Many people run SLES for stability - when installing non-distro pieces, you are definitely leaving that path and will have to watch out in case of future updates. Not that I’d count SLES11 on the XS35 a typical server environment :wink:

[QUOTE]1. Downloaded the latest linux driver from ftp://driver.jmicron.com.tw/Ethernet/Linux/

  • Copy the driver to a USB stick
  1. Update the kernel

What I needed:
kernel-default-3.0.58-0.6.6.1.x86_64.rpm
kernel-default-base-3.0.58-0.6.6.1.x86_64.rpm
kernel-source-3.0.58-0.6.6.1.x86_64.rpm

  • Copy onto USB stick, stick it into the server and it mounts automagically to /Media/
  • Run YaST, Software > Add-On Products (Add) > USB Mass Storage → Select the USB Drive, give it a name etc etc.
  • Search Phrase kernel, and from here upgrade the kernel version, you’ll need to reboot from memory.

Hopefully your server comes back OK. I can feel your cringes from here.

  1. Install kernel source
  • cd to your mounted USB drive. Run following command to install the source
  • rpm -Uvh kernel-source-3.0.58-0.6.6.1.x86_64.rpm[/QUOTE]

As an alternative, you can install those files via "rpm -i " from the command line. IMO, that “add-on products” way is a bit strong here.

[QUOTE]4. Install gcc compiler

  • From YaST > Software Management search and install gcc, you may need a SLES disk handy for this.
  1. Make oldconfig - Maybe someone higher up can comment on what this does, but I had to do it to get everything to run
  • cd /usr/src/linux

  • make oldconfig

  • This will take a while I found, grab a beer in the meantime.[/QUOTE]

There’s a neato documentation in “/usr/src/linux/README.SUSE”, look there for “BUILDING ADDITIONAL (EXTERNAL) MODULES”.

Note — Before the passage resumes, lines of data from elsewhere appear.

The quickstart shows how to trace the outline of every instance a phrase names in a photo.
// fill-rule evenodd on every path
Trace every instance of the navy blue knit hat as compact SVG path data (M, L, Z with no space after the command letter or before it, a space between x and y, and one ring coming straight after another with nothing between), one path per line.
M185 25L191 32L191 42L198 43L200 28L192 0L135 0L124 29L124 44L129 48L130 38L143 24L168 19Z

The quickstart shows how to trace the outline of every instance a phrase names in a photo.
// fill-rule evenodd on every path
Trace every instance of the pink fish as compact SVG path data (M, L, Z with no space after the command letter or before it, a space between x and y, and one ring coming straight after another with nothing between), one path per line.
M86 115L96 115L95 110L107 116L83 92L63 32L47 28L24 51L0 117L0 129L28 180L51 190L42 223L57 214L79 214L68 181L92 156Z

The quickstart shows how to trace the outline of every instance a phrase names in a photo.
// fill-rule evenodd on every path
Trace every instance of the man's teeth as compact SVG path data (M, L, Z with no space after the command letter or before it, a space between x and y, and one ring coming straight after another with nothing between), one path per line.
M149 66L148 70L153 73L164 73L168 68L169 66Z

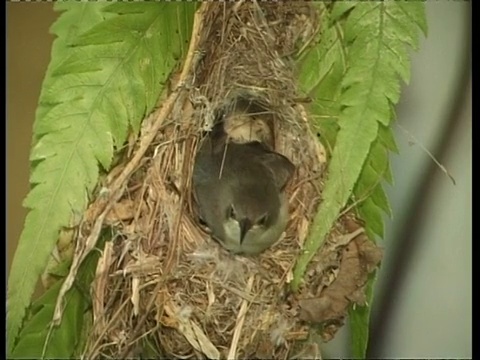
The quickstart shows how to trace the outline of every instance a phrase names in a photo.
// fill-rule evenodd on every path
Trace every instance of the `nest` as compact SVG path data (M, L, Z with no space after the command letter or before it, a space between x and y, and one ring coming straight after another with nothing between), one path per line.
M114 236L92 285L94 323L85 355L319 357L311 324L321 325L324 340L332 338L350 304L364 302L363 287L380 260L348 212L310 263L301 290L288 290L321 201L326 164L290 57L315 36L320 14L303 2L204 3L199 18L190 80L105 219ZM191 191L204 130L238 98L265 110L273 147L297 168L287 188L286 232L256 257L235 256L211 239Z

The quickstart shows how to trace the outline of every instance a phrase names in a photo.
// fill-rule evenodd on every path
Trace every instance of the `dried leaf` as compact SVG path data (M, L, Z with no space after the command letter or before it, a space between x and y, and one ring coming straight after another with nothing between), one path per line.
M320 296L299 300L300 318L316 324L343 323L350 304L365 304L364 287L368 274L375 270L381 259L380 248L365 234L357 236L343 250L335 281Z

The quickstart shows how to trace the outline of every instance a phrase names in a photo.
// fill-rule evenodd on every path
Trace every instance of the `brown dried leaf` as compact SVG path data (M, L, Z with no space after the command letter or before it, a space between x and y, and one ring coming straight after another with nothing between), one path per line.
M380 248L365 234L357 236L343 250L335 281L320 296L299 300L300 319L317 324L341 321L351 303L364 305L368 274L375 270L381 259Z

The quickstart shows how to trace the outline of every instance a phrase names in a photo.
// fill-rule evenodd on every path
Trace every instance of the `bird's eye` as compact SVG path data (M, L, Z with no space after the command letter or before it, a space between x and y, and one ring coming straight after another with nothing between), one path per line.
M268 214L262 215L258 220L257 220L257 225L260 226L265 226L268 220Z
M230 205L230 206L228 207L227 217L228 217L229 219L235 219L235 218L236 218L235 209L234 209L233 205Z

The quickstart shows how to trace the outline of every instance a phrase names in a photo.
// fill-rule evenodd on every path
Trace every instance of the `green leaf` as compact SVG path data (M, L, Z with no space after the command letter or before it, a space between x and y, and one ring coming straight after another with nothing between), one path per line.
M103 242L102 242L103 243ZM65 359L73 356L80 340L85 312L90 306L87 289L95 274L99 252L90 254L81 266L75 285L65 297L62 321L51 327L58 293L63 279L57 281L38 300L33 302L19 341L9 354L11 358Z
M315 3L322 14L322 22L312 49L298 63L298 82L308 94L312 125L327 149L333 148L338 132L341 81L345 73L345 49L342 29L330 21L325 3Z
M45 348L46 358L70 358L78 334L82 328L83 312L85 311L84 299L77 290L72 290L66 297L66 306L60 325L52 328L50 323L55 310L55 302L60 291L61 281L52 286L42 298L35 303L39 307L32 318L26 322L20 332L18 344L15 346L11 357L33 358L42 357L45 342L48 338L48 346Z
M380 128L354 189L355 201L359 202L358 214L360 218L368 220L365 223L365 229L372 240L375 239L374 235L380 237L384 235L383 213L392 216L382 181L392 182L388 159L389 148L386 146L386 142L392 141L393 138L388 137L388 134L391 133L387 131L388 128L383 127L383 130ZM387 136L386 139L383 138L383 135Z
M331 89L332 92L327 91L326 95L332 96L340 85L339 80L345 69L341 29L335 24L330 25L329 13L324 3L316 5L323 15L321 27L314 39L314 46L298 61L298 83L301 91L311 94L318 93L318 88L327 81L334 88Z
M350 334L352 336L352 358L365 359L370 326L370 312L373 301L373 285L377 279L376 272L370 275L365 286L365 306L354 306L349 311Z
M311 226L304 253L294 269L298 288L309 261L352 197L366 222L367 234L383 235L382 211L390 213L381 181L391 181L388 150L396 150L389 129L400 83L410 77L406 46L418 47L419 27L426 32L424 4L368 2L335 3L332 17L344 30L347 72L342 80L339 131L328 168L323 202ZM370 286L373 286L373 280ZM365 355L369 308L354 311L355 356Z
M357 1L338 1L335 2L331 18L332 20L338 21L342 16L345 16L350 10L352 10L357 5Z
M107 4L97 3L92 6L88 3L77 3L72 6L72 2L56 2L54 9L63 12L52 25L50 31L56 35L56 39L52 45L51 59L43 80L42 90L40 93L40 102L37 107L36 118L42 118L45 112L48 112L52 105L58 103L55 99L51 104L47 103L44 98L45 92L48 90L50 83L54 82L52 71L54 71L65 58L71 53L71 42L81 33L90 29L94 25L105 20L108 14L102 12ZM58 94L61 95L61 94ZM37 140L34 132L34 142Z
M329 233L338 214L353 195L354 188L362 175L362 170L372 160L372 144L382 131L382 125L388 127L392 117L392 104L400 97L400 78L407 79L410 66L406 46L418 45L419 18L408 16L409 9L418 14L418 7L423 4L412 2L409 6L398 5L400 2L362 2L346 9L342 3L334 3L337 18L348 11L342 21L344 30L344 47L347 50L347 71L342 80L340 97L341 113L338 120L339 132L336 136L328 177L309 237L294 269L292 286L298 289L308 263ZM340 5L339 5L340 4ZM321 65L319 65L321 67ZM381 155L381 154L380 154ZM380 156L373 154L373 161L378 165ZM379 184L378 178L373 183L364 181L362 186ZM360 180L359 180L360 179ZM364 202L364 214L371 215L364 219L370 222L372 230L383 232L383 221L378 216L376 207L388 208L381 201L377 191L379 205L372 200Z
M7 296L8 349L59 230L82 214L129 129L137 132L187 49L194 3L57 3L34 124L30 209Z

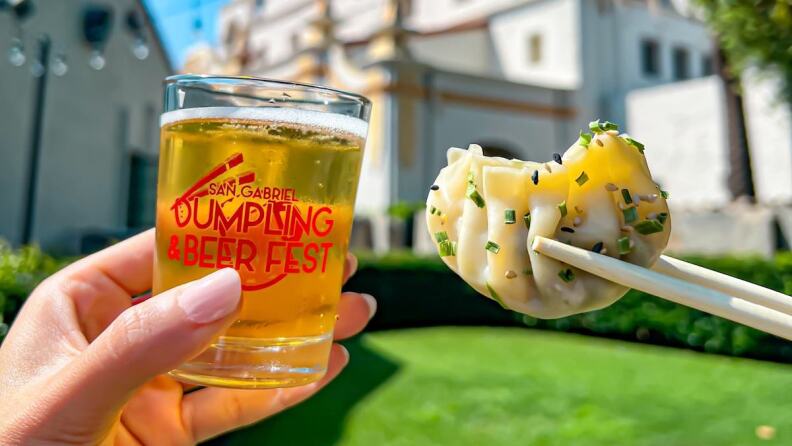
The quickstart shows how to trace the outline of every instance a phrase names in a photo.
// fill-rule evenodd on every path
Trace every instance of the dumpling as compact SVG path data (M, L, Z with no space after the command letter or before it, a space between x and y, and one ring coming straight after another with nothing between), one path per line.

“make oldconfig” takes the settings from an existing kernel configuration file and clones them into your kernel build environment. IMO a call to “make cloneconfig” would be favourable, as that takes the configuration of the currently running kernel as the base (you have the same kernel running as you’re trying to compile, so no additional questions for new options should pop up. This is described in the mentioned README.SUSE, see “HOW TO CONFIGURE THE KERNEL SOURCES”).

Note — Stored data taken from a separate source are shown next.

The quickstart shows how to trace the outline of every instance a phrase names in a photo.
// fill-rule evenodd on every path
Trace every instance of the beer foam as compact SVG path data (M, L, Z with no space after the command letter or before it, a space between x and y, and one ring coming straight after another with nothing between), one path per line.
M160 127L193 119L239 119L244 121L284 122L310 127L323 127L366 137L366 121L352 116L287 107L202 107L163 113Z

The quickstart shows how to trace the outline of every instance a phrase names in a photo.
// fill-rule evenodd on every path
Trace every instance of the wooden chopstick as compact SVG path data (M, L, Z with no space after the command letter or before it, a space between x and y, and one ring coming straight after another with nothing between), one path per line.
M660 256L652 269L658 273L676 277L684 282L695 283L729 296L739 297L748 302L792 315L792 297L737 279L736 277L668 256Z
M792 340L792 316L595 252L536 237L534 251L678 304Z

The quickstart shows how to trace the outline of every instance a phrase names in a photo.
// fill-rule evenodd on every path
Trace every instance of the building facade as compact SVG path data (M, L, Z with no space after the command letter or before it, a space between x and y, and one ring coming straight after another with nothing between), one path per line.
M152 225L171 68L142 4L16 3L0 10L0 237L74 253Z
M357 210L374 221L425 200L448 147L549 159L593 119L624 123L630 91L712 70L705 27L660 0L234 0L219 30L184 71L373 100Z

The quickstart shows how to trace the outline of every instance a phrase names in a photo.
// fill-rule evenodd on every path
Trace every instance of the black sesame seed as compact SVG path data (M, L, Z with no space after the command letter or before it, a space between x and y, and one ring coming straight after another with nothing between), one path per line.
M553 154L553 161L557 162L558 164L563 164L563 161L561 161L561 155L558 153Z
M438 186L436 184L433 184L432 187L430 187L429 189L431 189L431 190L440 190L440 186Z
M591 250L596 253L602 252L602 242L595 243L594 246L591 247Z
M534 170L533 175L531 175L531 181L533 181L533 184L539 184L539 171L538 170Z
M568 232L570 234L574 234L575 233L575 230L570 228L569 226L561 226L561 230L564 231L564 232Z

A follow-up call to “make scripts; make prepare” will prepare the build environment for further actions, by i.e. creating helpful symlinks and pre-compiling some tools.

[QUOTE]6. Copy your JME Driver to your server and extract

  • cp /media/T/jmebp-1.0.8.5.tar.bz /root/

  • tar -xvf jmebp-1.0.8.5.tar.bz

  1. Modify the Makefile
  • cd /jmebp-1.0.8.5/

  • vi Makefile

  • Find the line
    KSRC ?= /lib/modules/$(KVER)/build

Comment it out, and replace with:
KSRC ?= /usr/src/linux

Save the fine. Exit out.
[/QUOTE]

If your build environment is set up properly (“make prepare”), you needn’t change that line as the required symlink (/lib/modules/$(KVER)/build) is added to your system. And even without that symlink, you might have changed the following call to “make” into

KSRC=/usr/src/linux make install

as that “?=” syntax means “set this value if it is not set already”. And there are other ways to skin this cat, too - I would generally recommend to have a look at the README.SUSE that accompanies each kernel sources RPM for latest information.

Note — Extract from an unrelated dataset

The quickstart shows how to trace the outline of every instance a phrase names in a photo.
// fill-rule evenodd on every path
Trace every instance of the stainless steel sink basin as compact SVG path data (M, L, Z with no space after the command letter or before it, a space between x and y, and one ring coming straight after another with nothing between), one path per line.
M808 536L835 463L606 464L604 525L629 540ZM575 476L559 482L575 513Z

The required change to “/etc/modprobe.d/unsupported-modules”, which you mention in your other message, is covered in the README.SUSE, too :wink:

[QUOTE]8. Try and run the make install

  • From the driver directory where the Makefile exists, run:
  • make install

  • When this finishes, try and load the module
  • modprobe jme

  • If this fails due to it being unsupported, run in unsupported mode:
  • modprobe jme --allow-unsupported[/QUOTE]

As your module is a kernel-specific thing, you’ll have to watch out for kernel updates: Those will be installed silently (unless you “lock” the kernel RPM) and after the following reboot, you’re “out of network” again.

Thank you for sharing your experience!

Regards,
Jens

Appreciate the feedback. I assumed that my approach would have steered off the path of best practise, thanks for the tips.

And yes, the Shuttle is a great little machine, I’ve been using Ubuntu desktop on it as a server sitting on the corner of my desk, but figured I’d go for something that is less intensive on memory. Always found SLES less of a black-box to administer so at least now I have a better idea of exactly what it’s doing.